The decision to switch from Michelin to Hankook as spec tyre supplier for 2022 will trigger a major change in vehicle dynamic optimisation for Formula E teams.
According to The Race’s Formula E technical consultant Peter McCool, Hankook’s successful tender for the three-season long Gen3 tyre deal will bring a significant clean slate to the all-electric championship’s competitors vehicle dynamic management.
Hankook was chosen ahead of long-term Formula E supplier Michelin in a shock move that was confirmed in July by the FIA.
The official tender apart, the choice is mostly seen as a political and commercial one, and comes after significant activity in moving Formula E into South Korea with a long-term agreement in place for a Seoul E-Prix.

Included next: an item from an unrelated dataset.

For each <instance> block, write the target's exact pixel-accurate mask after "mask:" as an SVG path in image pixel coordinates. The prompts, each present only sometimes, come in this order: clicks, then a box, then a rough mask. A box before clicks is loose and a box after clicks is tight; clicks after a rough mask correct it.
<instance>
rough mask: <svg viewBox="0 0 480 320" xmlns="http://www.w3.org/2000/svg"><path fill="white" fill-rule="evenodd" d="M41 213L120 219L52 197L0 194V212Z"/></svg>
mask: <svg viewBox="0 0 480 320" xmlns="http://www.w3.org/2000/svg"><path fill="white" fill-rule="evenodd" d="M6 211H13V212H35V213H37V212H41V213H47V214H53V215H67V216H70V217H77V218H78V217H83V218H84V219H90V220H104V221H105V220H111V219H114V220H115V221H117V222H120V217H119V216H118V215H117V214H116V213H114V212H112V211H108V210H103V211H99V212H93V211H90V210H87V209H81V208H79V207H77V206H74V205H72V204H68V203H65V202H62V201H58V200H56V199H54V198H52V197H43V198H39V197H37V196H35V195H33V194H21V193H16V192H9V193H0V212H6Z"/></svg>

Additionally, Hyundai/KIA officials are known to have visited previous E-Prix and held casual talks, with a view to a potential future involvement in the championship as part of their company’s global motorsport programme.
“From a technical perspective there should be no advantage or disadvantage to a team from having to change and adapt to a different tyre, but it will create a collective rethink,” says McCool.

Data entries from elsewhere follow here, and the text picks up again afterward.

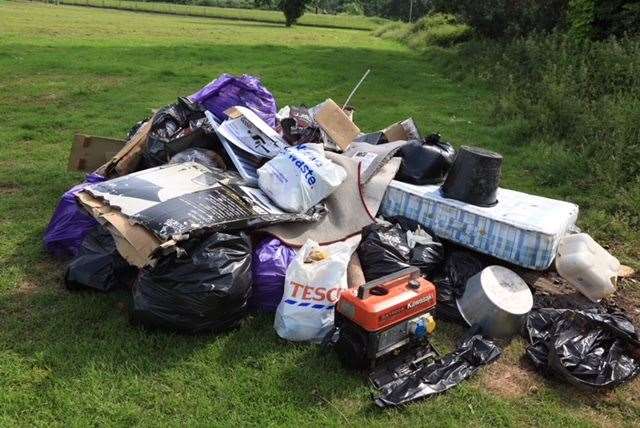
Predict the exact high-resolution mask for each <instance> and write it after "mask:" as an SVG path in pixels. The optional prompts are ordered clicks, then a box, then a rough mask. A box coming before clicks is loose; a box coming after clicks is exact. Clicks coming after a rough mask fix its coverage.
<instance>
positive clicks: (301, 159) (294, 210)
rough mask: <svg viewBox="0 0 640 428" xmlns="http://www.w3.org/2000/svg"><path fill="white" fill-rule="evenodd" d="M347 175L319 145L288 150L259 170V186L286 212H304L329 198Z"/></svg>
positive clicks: (319, 145) (297, 146)
mask: <svg viewBox="0 0 640 428" xmlns="http://www.w3.org/2000/svg"><path fill="white" fill-rule="evenodd" d="M345 178H347V172H346V171H345V170H344V168H342V167H341V166H340V165H338V164H335V163H333V162H331V160H329V159H327V158H326V157H325V156H324V149H323V147H322V146H321V145H320V144H301V145H299V146H296V147H291V148H289V149H287V150H286V151H285V152H284V153H282V154H279V155H278V156H276V157H275V158H273V159H271V160H270V161H269V162H267V163H266V164H264V165H263V166H262V167H261V168H260V169H258V185H259V186H260V189H262V191H263V192H265V193H266V194H267V195H268V196H269V198H271V200H273V202H274V203H275V204H276V205H278V206H279V207H280V208H282V209H283V210H285V211H289V212H296V213H300V212H304V211H307V210H308V209H309V208H311V207H312V206H314V205H315V204H317V203H318V202H320V201H322V200H323V199H324V198H326V197H327V196H329V195H330V194H331V192H333V191H334V190H335V189H336V188H337V187H338V186H339V185H340V183H342V182H343V181H344V180H345Z"/></svg>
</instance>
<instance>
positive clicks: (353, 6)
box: [340, 2, 364, 15]
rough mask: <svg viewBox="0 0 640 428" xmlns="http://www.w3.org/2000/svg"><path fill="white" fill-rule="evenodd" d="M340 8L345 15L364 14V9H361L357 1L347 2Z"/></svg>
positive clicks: (341, 12)
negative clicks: (353, 1)
mask: <svg viewBox="0 0 640 428" xmlns="http://www.w3.org/2000/svg"><path fill="white" fill-rule="evenodd" d="M341 9H342V10H341V11H340V12H341V13H343V14H345V15H364V10H363V9H362V6H361V5H360V3H357V2H352V3H347V4H345V5H344V6H342V8H341Z"/></svg>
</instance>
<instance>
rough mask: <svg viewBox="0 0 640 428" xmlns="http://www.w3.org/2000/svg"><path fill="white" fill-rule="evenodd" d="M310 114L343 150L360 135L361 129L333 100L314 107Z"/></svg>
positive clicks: (311, 109) (346, 147)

“Some current teams will have had established and close links with Michelin from other categories of motorsport prior to FE.
“This would have given them a slight political advantage and possibly a better technical understanding of the Michelin tyres. This will now be a reset situation and all teams will have to start from the same position.”
The current Michelin tyre is based closely on its top road car tyres and is not a motorsport-optimised tyre, Hankook is expected to do the same and should have no problem in accomplishing such a strategy.
Because all teams use the same tyre there is no obvious need for Hankook to push the technical boundaries of tyre performance, and the company should easily be able to deliver a safe and useable tyre for all FE teams, according to McCool.
“Hankook do not have as much experience of top flight motorsport as Michelin,” says McCool. “But this should not be a problem. They have worked in DTM with a heavier and more powerful car than in FE. They have also raced in F3 where the car performance is more closely related to that of a FE car, so they are actually pretty well equipped for the programme.”
McCool believes that key initial tyre data will be one of the key areas which manufacturers will concentrate on when they receive their new Gen3 packages at the start of 2022.
“The teams always struggle to get accurate tyre data that they can accurately use in their lap simulation software,” says McCool.
“Even if a manufacturer gives them best fit ‘Pacejka data’ for their tyres there is always a difference between theoretical and actual tyre performance in the vehicle simulation models that the teams have to resolve (and approximate).”
The teams have had several years of understanding the Michelin tyres. This will change with the new Hankook products but McCool doesn’t expect it to cause significant issues.
“The tyre shape and size will be very similar to the current Michelin tyre,” he says.
“The difference in construction and compounds used should not be drastically different. I expect the teams will quickly assess and understand the new Hankook tyres without any problems.
“The team that can analyses and understand the performance and performance degradation of the tyres will be able to better optimise their performance for both qualifying and race.”